De leden van de SP-fractie vragen allereerst de regering om nog eens heel precies
                  toe te lichten wat er aan het wetsvoorstel is gewijzigd naar aanleiding van de scherpe
                  kritiek en de grondrechtelijke aandachtspunten van de Afdeling.
               
2. Aanleiding en hoofdlijnen
               
2.1 Tweestatusstelsel
               
De leden van de SP-fractie constateren dat de regering vooral in algemene zin stelt
                  dat de voorgestelde maatregelen geen grondrechtenschendingen tot gevolg mogen hebben.
                  Is de regering alsnog bereid heel precies per maatregel te onderbouwen hoe dat nou
                  precies wordt voorkomen?
               
De leden van de SP-fractie stellen dat bij iedere maatregel die raakt aan een grondrecht,
                  of dit grondrecht inperkt, moet worden afgewogen of deze noodzakelijk en proportioneel
                  is, waarbij het maatschappelijk belang dat beoogd wordt moet worden afgewogen tegen
                  de belangen van diegenen die worden geraakt door de maatregel. Zoals de TCGCT terecht
                  constateert wordt de belangenafweging steeds niet gemaakt. Is de regering bereid die
                  belangenafweging per maatregel alsnog expliciet te maken en uit te schrijven, en niet
                  te volstaan met algemene redeneringen? Deelt de regering de mening dat de wetgever
                  zélf een belangrijke rol heeft om ervoor te zorgen dat wetten in overeenstemming zijn
                  met de grondrechten en dit niet slechts kan worden overgelaten aan de uitvoering en
                  de rechter?
               
2.2 Aanvullende voorwaarden nareis subsidiair beschermden
               
De leden van de D66-fractie merken op dat de regering stelt rekening te houden met
                  de belangen van het kind, maar tegelijkertijd vasthoudt aan het toepassen van een
                  wachttermijn van twee jaar voor minderjarige alleenstaande asielzoekers. Deze leden
                  lezen geen toelichting hoe deze maatregel zich verhoudt tot de rechten van het kind.
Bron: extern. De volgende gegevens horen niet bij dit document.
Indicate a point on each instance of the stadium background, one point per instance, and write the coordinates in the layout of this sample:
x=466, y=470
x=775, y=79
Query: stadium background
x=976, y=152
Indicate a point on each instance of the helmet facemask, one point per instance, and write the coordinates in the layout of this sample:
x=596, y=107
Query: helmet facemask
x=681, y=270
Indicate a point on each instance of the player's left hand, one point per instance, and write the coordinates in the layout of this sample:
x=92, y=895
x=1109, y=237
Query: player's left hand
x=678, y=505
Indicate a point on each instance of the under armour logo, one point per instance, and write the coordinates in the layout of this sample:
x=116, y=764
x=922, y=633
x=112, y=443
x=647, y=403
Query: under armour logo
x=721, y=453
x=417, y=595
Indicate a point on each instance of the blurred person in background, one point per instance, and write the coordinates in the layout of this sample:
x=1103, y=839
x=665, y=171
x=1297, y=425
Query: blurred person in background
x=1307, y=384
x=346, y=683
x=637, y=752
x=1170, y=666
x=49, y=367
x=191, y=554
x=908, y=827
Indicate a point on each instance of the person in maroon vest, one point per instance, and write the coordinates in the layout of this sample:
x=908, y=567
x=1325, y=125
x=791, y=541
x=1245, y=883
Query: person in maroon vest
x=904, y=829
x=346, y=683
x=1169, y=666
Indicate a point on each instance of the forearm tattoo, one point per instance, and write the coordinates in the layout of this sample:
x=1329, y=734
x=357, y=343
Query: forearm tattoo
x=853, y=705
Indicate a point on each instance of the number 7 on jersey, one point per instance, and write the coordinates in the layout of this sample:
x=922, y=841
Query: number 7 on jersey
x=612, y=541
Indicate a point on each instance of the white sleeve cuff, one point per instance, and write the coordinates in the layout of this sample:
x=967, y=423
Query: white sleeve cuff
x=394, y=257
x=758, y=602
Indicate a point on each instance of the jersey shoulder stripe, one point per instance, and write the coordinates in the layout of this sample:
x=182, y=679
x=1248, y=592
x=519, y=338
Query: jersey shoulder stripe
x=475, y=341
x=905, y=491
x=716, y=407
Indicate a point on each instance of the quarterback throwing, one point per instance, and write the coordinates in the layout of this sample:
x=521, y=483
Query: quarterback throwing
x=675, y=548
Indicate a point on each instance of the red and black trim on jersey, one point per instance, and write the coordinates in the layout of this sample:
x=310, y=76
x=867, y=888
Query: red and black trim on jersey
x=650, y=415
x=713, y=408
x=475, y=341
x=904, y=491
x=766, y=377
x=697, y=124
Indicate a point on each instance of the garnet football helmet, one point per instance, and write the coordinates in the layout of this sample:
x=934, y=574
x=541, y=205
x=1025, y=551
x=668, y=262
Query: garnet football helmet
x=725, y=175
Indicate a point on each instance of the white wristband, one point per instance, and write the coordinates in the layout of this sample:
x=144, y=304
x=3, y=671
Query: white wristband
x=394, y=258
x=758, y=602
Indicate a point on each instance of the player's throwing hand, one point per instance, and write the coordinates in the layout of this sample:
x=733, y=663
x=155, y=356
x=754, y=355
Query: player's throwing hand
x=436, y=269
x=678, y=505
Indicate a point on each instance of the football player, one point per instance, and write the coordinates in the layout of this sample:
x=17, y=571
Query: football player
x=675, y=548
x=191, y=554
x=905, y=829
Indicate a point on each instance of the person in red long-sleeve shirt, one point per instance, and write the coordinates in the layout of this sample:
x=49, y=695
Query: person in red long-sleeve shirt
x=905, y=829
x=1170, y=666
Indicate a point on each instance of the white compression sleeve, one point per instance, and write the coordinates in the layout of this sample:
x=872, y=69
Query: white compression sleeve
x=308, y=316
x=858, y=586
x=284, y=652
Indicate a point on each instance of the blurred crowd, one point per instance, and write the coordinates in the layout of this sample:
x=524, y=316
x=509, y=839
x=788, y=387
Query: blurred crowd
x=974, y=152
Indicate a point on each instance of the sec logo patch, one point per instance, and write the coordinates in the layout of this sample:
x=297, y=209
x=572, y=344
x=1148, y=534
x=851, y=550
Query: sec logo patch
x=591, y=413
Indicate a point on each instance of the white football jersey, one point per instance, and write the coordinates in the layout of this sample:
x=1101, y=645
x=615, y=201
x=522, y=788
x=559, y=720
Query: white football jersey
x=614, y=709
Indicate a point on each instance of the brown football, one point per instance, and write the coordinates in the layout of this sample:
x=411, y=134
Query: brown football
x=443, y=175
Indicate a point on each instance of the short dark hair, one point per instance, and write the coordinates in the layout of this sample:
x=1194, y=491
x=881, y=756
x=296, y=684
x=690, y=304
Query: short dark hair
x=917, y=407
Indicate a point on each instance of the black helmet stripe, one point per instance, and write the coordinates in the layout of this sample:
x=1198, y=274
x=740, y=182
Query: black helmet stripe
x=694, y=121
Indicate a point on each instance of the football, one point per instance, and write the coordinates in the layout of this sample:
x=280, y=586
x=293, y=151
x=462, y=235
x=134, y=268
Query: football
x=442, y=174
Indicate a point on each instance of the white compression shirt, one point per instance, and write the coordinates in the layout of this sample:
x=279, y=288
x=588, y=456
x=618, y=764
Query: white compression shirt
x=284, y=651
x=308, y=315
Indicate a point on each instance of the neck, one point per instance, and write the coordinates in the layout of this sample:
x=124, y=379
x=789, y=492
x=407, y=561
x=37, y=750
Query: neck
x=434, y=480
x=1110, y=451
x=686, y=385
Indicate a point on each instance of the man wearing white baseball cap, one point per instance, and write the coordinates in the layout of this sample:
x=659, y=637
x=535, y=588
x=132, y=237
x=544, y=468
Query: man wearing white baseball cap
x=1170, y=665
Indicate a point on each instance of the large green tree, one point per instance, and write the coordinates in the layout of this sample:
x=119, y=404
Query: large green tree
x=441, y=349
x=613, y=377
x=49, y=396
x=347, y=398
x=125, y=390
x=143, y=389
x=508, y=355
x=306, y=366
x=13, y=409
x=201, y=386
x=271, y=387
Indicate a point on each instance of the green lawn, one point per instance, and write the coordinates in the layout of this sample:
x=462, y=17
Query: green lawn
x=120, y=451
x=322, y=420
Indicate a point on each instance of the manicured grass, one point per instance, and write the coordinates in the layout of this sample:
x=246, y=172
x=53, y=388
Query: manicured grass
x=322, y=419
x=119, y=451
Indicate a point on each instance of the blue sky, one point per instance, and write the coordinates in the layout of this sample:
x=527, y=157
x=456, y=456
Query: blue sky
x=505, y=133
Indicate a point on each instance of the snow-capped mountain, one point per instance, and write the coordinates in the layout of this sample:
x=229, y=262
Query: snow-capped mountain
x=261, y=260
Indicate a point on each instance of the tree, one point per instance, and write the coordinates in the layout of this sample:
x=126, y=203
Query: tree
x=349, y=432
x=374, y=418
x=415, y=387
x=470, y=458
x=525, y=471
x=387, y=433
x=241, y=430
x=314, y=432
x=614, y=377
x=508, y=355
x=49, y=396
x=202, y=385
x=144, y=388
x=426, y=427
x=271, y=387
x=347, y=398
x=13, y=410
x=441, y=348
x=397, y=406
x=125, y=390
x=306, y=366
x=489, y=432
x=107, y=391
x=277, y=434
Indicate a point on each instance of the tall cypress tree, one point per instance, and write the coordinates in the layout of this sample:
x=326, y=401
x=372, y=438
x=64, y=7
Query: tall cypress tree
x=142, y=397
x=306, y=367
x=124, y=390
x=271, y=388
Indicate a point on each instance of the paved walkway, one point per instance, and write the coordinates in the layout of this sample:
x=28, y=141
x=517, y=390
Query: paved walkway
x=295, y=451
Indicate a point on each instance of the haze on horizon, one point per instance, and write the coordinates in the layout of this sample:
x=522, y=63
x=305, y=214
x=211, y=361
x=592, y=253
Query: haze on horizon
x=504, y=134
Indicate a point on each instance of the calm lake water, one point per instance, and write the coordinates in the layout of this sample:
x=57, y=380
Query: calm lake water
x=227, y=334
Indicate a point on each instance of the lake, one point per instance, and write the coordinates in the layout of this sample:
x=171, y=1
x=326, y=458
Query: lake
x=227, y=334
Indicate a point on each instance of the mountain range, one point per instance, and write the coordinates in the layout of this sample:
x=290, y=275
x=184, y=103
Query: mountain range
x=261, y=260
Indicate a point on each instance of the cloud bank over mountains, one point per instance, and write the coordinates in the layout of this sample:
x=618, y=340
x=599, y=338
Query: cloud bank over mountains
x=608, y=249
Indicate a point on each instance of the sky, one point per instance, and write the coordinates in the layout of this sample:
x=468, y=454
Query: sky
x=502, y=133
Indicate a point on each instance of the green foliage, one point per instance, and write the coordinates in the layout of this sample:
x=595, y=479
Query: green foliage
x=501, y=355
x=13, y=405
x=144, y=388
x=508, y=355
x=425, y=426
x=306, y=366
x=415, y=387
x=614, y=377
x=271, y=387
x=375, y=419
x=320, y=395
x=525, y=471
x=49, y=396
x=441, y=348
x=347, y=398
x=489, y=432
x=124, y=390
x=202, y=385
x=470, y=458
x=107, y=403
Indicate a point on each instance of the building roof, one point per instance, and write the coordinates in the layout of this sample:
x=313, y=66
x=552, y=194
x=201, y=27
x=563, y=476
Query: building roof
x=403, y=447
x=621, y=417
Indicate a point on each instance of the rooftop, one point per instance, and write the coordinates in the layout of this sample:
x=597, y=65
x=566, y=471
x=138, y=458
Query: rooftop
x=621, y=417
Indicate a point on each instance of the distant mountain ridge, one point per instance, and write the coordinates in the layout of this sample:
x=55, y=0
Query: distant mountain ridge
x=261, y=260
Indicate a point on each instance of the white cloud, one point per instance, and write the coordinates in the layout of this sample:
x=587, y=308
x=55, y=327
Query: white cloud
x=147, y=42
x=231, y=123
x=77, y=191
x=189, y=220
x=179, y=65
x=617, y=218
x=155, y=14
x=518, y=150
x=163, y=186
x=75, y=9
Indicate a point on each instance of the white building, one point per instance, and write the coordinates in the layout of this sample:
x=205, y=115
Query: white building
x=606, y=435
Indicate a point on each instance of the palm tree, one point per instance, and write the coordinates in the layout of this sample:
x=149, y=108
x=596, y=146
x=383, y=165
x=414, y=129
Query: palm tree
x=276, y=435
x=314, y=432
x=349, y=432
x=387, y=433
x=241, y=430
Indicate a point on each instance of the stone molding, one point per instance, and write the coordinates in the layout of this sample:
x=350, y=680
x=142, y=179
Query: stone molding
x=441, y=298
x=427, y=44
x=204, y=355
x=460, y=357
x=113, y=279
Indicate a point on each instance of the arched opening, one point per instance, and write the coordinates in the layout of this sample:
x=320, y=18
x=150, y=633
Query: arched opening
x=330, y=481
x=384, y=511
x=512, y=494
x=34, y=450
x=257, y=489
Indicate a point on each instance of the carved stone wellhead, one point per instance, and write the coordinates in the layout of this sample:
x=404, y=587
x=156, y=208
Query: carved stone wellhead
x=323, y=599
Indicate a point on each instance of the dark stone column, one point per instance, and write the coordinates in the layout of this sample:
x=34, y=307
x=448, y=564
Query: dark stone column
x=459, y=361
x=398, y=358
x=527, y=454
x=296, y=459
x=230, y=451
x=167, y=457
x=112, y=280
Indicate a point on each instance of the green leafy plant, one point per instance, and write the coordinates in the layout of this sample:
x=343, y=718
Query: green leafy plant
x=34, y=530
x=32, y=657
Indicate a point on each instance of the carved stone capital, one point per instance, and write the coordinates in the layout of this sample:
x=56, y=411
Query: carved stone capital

                  Mogen zij concluderen dat er geen dergelijke belangenafweging is gemaakt? Ook verzoeken
                  de aan het woord zijnde leden de regering deze afweging desalniettemin te maken en
                  te delen.
               
De leden van de SP-fractie constateren dat de aanvullende voorwaarden die gaan gelden
                  voor de nareis van subsidiair beschermden (een wachttermijn van twee jaar, een inkomensvereiste
                  en een huisvestingsvereiste) tot scherpe kritiek hebben geleid van de Afdeling, mede
                  in verband met de rechten van het kind, maar de regering daar nauwelijks op in is
                  gegaan. Nadere onderbouwing en nadere toelichting op de proportionaliteit ontbreekt.
                  Waarom is daarvoor gekozen?
               
Ook hier zou de regering de belangen moeten wegen, van enerzijds de vreemdeling om
                  zo snel mogelijk te worden herenigd, en anderzijds het doel van de maatregel om het
                  aantal nareizigers te beperken, zo stellen de leden van de SP-fractie. Kan die afweging
                  alsnog expliciet worden gemaakt en toegelicht? Hoe wordt voorkomen dat deze maatregel
                  in strijd raakt met de rechtspraak van het EHRM? Hoe worden de kinderrechten gewaarborgd,
                  namelijk dat een aanvraag van een kind om gezinshereniging met spoed dient te worden
                  behandeld en dat het belang van het kind een eerste overweging dient te vormen?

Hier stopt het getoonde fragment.